Gaze first upon the poverty of Jesus, placed in a manger, wrapped in swaddling clothes. What marvellous humility! What astounding poverty! The King of angels, Lord of heaven and earth, is laid in a manger. Consider next the humility, the blessed poverty, the untold labours and burdens which he endured for the redemption of the human race. Then look upon the unutterable charity with which he willed to suffer on the tree of the cross and to die thereon the most shameful kind of death.
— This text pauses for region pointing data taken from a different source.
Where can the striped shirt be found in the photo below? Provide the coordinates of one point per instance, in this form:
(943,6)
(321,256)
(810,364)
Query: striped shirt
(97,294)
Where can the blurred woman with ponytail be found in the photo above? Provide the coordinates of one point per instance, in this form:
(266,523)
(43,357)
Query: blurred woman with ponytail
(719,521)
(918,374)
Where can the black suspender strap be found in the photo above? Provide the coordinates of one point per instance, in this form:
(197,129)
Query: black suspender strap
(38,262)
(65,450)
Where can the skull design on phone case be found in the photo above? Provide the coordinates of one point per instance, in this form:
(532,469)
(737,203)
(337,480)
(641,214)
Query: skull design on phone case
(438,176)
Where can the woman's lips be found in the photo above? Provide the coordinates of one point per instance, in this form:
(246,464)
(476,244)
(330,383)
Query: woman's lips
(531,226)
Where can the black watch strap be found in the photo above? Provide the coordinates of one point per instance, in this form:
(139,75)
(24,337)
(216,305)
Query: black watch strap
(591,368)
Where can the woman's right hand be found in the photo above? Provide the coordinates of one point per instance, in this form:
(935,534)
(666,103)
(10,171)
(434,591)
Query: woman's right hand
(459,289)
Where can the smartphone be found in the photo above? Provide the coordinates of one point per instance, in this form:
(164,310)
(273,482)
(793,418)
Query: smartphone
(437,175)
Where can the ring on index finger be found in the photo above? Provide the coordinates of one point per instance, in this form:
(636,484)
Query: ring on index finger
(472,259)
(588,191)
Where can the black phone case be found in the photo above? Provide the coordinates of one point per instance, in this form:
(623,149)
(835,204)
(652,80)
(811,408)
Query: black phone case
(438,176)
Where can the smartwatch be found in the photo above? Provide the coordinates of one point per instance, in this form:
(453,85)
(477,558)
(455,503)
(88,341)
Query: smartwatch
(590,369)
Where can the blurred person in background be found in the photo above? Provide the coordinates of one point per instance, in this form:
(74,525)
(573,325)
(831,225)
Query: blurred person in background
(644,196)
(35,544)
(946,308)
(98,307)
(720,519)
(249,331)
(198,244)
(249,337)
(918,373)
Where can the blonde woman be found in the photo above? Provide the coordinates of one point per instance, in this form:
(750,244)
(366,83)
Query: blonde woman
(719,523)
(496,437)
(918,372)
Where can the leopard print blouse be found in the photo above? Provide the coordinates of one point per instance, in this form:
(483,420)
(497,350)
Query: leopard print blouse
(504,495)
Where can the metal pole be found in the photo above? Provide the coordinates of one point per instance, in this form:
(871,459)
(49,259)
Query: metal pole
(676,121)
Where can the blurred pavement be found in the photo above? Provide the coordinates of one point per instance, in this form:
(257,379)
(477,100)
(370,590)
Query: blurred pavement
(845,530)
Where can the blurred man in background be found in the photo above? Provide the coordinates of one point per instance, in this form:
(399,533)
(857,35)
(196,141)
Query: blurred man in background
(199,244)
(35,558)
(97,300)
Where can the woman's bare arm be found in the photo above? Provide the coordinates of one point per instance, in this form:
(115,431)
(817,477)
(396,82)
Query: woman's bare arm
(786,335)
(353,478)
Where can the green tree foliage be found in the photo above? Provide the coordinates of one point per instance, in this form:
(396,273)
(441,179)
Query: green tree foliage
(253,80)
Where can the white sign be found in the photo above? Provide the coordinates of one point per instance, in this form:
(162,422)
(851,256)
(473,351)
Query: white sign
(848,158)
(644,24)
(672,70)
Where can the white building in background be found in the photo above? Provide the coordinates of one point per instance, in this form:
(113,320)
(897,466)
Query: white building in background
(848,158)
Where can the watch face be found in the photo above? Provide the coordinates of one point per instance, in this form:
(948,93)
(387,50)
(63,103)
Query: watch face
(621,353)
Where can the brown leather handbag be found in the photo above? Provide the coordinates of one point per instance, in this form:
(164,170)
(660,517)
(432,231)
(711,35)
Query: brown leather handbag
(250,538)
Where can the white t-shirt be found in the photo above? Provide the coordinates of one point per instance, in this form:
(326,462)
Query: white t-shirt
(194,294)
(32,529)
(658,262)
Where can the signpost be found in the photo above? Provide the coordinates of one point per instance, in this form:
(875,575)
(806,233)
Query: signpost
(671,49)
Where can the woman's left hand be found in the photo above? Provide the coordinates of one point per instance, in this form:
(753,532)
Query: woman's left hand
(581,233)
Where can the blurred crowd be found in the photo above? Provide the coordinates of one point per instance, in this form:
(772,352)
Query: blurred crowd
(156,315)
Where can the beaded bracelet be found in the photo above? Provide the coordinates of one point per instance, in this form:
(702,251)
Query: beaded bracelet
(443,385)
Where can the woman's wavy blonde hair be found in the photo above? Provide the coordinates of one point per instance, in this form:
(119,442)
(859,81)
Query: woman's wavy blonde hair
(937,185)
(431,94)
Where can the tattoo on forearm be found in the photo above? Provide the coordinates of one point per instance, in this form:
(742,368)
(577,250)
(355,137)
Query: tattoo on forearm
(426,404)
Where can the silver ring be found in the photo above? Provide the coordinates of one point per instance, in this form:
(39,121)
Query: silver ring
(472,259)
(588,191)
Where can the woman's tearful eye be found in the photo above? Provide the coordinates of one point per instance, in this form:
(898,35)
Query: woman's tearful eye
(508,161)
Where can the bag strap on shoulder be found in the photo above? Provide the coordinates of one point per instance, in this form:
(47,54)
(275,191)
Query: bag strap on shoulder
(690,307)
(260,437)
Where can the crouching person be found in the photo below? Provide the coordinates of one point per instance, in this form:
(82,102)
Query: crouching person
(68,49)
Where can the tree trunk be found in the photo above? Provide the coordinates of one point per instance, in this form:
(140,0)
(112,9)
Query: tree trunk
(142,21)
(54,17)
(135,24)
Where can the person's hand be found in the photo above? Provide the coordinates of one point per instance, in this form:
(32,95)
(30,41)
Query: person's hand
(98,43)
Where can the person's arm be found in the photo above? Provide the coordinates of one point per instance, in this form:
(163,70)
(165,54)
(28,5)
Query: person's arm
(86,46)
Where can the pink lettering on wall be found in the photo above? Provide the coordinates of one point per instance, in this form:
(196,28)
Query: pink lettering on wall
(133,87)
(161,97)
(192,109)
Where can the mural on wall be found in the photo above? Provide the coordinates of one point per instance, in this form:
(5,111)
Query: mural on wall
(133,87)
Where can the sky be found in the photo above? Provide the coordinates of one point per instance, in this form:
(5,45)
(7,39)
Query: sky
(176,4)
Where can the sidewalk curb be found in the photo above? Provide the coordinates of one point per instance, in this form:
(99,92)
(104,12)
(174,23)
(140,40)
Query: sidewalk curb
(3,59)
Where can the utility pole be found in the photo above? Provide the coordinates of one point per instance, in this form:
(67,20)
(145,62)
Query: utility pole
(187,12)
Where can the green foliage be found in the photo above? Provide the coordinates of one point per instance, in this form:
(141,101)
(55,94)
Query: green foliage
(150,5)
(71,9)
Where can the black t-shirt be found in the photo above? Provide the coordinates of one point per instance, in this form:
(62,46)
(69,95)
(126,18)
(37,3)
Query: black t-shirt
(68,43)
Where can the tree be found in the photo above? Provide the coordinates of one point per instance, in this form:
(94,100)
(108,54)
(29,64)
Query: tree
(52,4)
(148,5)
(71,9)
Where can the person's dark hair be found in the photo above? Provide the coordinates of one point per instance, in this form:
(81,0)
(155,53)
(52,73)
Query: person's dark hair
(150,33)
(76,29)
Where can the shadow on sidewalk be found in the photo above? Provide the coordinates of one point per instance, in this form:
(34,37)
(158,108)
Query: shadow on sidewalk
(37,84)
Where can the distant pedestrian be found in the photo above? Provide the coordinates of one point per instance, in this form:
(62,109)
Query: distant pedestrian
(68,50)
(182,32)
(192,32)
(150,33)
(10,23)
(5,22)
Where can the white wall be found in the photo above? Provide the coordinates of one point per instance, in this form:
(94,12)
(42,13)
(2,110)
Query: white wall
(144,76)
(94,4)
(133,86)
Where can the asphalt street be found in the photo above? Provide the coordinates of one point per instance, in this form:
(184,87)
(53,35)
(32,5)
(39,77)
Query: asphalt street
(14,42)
This mirror, Christ himself, fixed upon the wood of the cross, bade the passers-by consider these things: ‘All you who pass this way look and see if there is any sorrow like my sorrow.’ With one voice and one mind let us answer him as he cries and laments, saying in his own words: ‘I will be mindful and remember and my soul shall languish within me.’ Thus, O queen of the heavenly King, may you ever burn more ardently with the fire of this love.
Contemplate further the indescribable joys, the wealth and unending honours of the King, and sighing after them with great longing, cry to him: ‘Draw me after you: we shall run to the fragrance of your perfumes, O heavenly bridegroom.’ I will run and faint not until you bring me into the wine cellar, until your left hand be under my head and your right hand happily embrace me and you kiss me with the kiss of your mouth.
In such contemplation be mindful of your poor little mother and know that I have inscribed your happy memory indelibly on the tablets of my heart, holding you dearer than all others.
Lord God, in your mercy
you led Saint Clare to the love of poverty.
Help us, by her intercession,
to follow Christ in poverty of spirit,
so that, in the kingdom of heaven,
we may see you in your glory.
Through our Lord Jesus Christ, your Son,
who lives and reigns with you and the Holy Spirit,
one God, for ever and ever.
Saint Clare (1193/4 - 1253)
She was born at Assisi and came under the influence of Saint Francis. She left home at the age of 18 and, under Francis’s guidance, began a community that grew to become the order of the Poor Clares (she was later joined both by her sister and by her widowed mother). In its radical attachment to poverty the Rule of the order was much more severe than that of any other order of nuns. In 1215 Clare obtained from the Pope the privilege of owning nothing, so that the nuns of the order were to be sustained by alms and nothing else. Such a rule was (like the Franciscan rule) both a challenge to established structures and a risk to those who followed it, and successive Popes tried to modify it. In 1247 Pope Innocent IV promulgated a new Rule that allowed the ownership of communal property: Clare rewrote it. A later attempt at mitigation in 1263 partly succeeded (perhaps because Clare was dead by then): some communities followed the old, strict rule and some followed the new.
Clare was a noted contemplative and a caring mother to her nuns. She died at Assisi in 1253.
The drift towards laxity and the desire for strictness are part of the history of every religious order. In the history of most monasteries, for example, one can find both a steady relaxation of the rule and a desire on the part of some members of the community to be more severe and ascetic – possibly even to become hermits. The Maronist Saint Sharbel Makhluf is one example; the Trappist Thomas Merton is another. In our own lives, too, we are always oscillating between being too strict and being too lax. It seems to be a universal tension in the human race.